Due to its complex nature, prescriptive sales analytics is still a few years off from being adopted in the mainstream business scene. However, effective prescriptive analytics has the ability to increase profits through optimization and reduce risk.
For example, in the sales management sphere, businesses can access the following information through prescriptive analytics-
Which opportunities have higher potential, and therefore should be prioritized
Which sales processes are the most effective
Which sales representative is most likely to meet their quota
4 Things Businesses Can Gain From Predictive Sales Analytics
Today, predictive sales analytics is widely used by businesses of all industries, from foodservice and retail to healthcare and government services to optimally allocate their resources while appropriately meeting the expected demand.
Furthermore, with the development of sophisticated software tools, businesses can automate this forecasting process to make this optimization technique even easier. By implementing predictive analytics into daily operations, businesses can also gain the following core benefits.
1. Higher Accuracy of Sales Forecasts
A comprehensive sales forecast considers the effect of past performance, as well as industry trends and economic shifts to project expended sales. Generally speaking, sales forecasts tend to have accuracy rates between 60-70% but can be improved to over 80% with the right tools.

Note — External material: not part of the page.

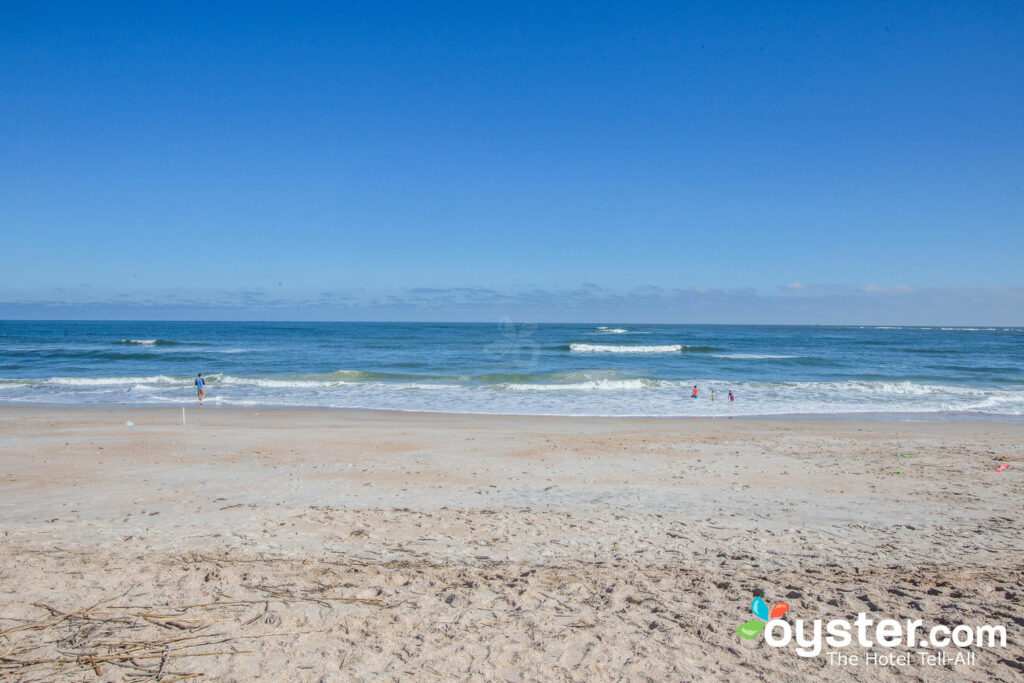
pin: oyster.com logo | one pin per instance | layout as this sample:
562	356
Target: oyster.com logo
760	608
921	644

Using predictive sales analytics, businesses can select the most appropriate forecasting model based on their situation and objectives. Depending on the business' location or industry, seasonal sales trends and customer shopping habits may be affected by different factors.
Using forecasting software, businesses can consider competitor information, historical sales, and other vital data to increase the accuracy of projected sales.

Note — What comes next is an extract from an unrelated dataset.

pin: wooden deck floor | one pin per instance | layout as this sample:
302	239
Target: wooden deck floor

2. Predict the Likelihood to Buy & Increase Conversion Rates
Using predictive sales analytics along with consumer data and historical sales information, businesses can accurately predict the likelihood of potential customers turning into one-time or returning consumers. By analyzing the demographics, location, and pre-purchase behaviors among these groups, companies can begin to identify which prospects are behaving like their existing buyers.
After categorizing and tagging prospects based on their likelihood of becoming customers, businesses can customize the way their marketing and sale team members interact with the public.
3. Targeted & Customized Discounts
There's perhaps no better incentive to get someone to buy a product than by offering them a discount. However, not all discounts work the same. Through predictive sales analysis, companies are able to see which discounts have the highest conversion rates by getting customer data pertaining to their regions, demographics, and types of consumers.
Offering universal, blanket discounts can lower profit margins and offer very little ROI on marketing campaigns. With predictive analytics, businesses can create a buyer persona to offer consumers with a greater likelihood to purchase with lower discounts and offer less likely consumers with higher discounts.
4. Optimal Pricing
Predictive sales analytics can also gather competitor data and examine market conditions to help businesses determine the most optimal pricing and discount levels. Using this information, businesses can apply the appropriate pricing shifts to improve their profitability and likelihood of lead conversions.
Furthermore, organizations can pinpoint hidden costs within their operations and discover new profitable opportunities, such as market penetration. By understanding where the market is headed, companies can observe whether their current pricing strategies will remain competitive. This can maximize the effectiveness of upsells and improve customer retention and satisfaction.